30. Pure virtual functions (applied to interface inheritance and implementation inheritance)

In fact, the emergence of pure virtual functions is to allow inheritance to occur in a variety of situations:

• Sometimes we want a derived class to only inherit an interface with member functions
• Sometimes we want the derived class to inherit both the interface of the member function and the implementation of the member function, and the member function can be rewritten in the derived class to achieve polymorphism
• Sometimes we also hope that the derived class cannot override the default implementation when inheriting the member function interface and implementation.

In fact, the purpose of declaring a pure virtual function is to let the derived class only inherit the interface of the function, and the derived class must provide an implementation of this pure virtual function, otherwise the class containing the pure virtual function will be Abstract class cannot be instantiated.

For pure virtual functions, we can actually provide it with implementation code, but since abstract classes cannot be instantiated, the only way to call this implementation is to point out its class name in the derived class object to call.

31. Introduction to static binding and dynamic binding

Speaking of static binding and dynamic binding, we must first know the static type and dynamic type. The static type is the type it uses when it is declared in the program, and it is determined during compilation. Dynamic type refers to "the actual type of the object currently pointed to", which is determined during runtime.

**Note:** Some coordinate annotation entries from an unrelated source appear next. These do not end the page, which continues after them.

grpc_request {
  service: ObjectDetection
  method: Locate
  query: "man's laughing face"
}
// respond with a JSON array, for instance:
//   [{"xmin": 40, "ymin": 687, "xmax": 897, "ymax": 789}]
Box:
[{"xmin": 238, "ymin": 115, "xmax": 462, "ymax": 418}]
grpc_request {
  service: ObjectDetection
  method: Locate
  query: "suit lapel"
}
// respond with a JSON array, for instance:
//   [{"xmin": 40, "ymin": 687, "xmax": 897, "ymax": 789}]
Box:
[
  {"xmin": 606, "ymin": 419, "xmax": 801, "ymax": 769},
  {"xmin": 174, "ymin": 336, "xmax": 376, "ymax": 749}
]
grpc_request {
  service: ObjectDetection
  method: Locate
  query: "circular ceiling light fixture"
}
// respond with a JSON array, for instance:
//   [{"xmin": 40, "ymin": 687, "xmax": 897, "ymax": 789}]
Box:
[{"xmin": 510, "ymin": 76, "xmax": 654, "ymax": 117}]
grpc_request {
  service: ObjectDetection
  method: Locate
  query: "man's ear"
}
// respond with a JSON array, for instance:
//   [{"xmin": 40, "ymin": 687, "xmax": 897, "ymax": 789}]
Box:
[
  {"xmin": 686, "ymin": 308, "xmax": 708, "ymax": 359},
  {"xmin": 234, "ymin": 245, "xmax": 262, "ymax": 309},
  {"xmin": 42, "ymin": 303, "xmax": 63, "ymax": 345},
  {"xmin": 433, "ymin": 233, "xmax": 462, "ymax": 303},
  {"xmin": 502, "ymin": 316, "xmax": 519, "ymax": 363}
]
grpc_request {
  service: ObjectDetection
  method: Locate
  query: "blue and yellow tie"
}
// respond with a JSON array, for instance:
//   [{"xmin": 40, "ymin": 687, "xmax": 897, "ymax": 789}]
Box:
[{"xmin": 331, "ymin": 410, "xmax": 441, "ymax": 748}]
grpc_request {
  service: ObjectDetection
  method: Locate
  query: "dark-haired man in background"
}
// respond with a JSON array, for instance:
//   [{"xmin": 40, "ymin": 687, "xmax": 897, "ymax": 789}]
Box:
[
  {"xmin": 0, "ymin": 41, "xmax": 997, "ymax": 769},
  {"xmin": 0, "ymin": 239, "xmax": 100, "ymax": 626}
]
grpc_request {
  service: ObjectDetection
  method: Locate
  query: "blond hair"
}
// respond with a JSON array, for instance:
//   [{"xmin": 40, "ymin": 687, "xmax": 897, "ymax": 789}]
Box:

Static binding, also known as early binding, is bound to a static type, and the corresponding function or property depends on the static type of the object, which occurs during compilation.

Dynamic binding, also known as late binding, is bound to a dynamic type, and the corresponding function or property depends on the dynamic type, which occurs during runtime.

For example, virtual functions are dynamically bound, non-virtual functions are statically bound, and default parameter values ​​are also statically bound. Here, we need to pay attention, we should not redefine the inherited default parameters, because even if we redefine, it will not work. Because a pointer of a base class points to an object of a derived class, the default value of the virtual function parameter is redefined in the derived class object, but the default parameter value is statically bound. What is bound is the content related to the static type, so there will be a virtual function implementation method of the derived class combined with the calling effect of the default parameter value of the base class, which is different from the expected effect.

32. The difference between deep copy and shallow copy

When there is an equal sign assignment of the class, the copy function will be called. If the explicit copy constructor is not defined, the system will call the default copy function—that is, shallow copy, which can complete the one-by-one member copy. Shallow copying works when there are no pointers in the data members.

But when there are pointers in the data members, if a simple shallow copy is used, the two pointers in the two classes point to the same address. When the object is about to end, the destructor will be called twice, resulting in pointer The problem of wild pointers.

Therefore, deep copy must be used at this time. The difference between deep copy and shallow copy is that deep copy will apply for additional space in the heap memory to store data, thus solving the problem of wild pointers . In short, when there are pointers in the data members, it must be safer to use deep copy.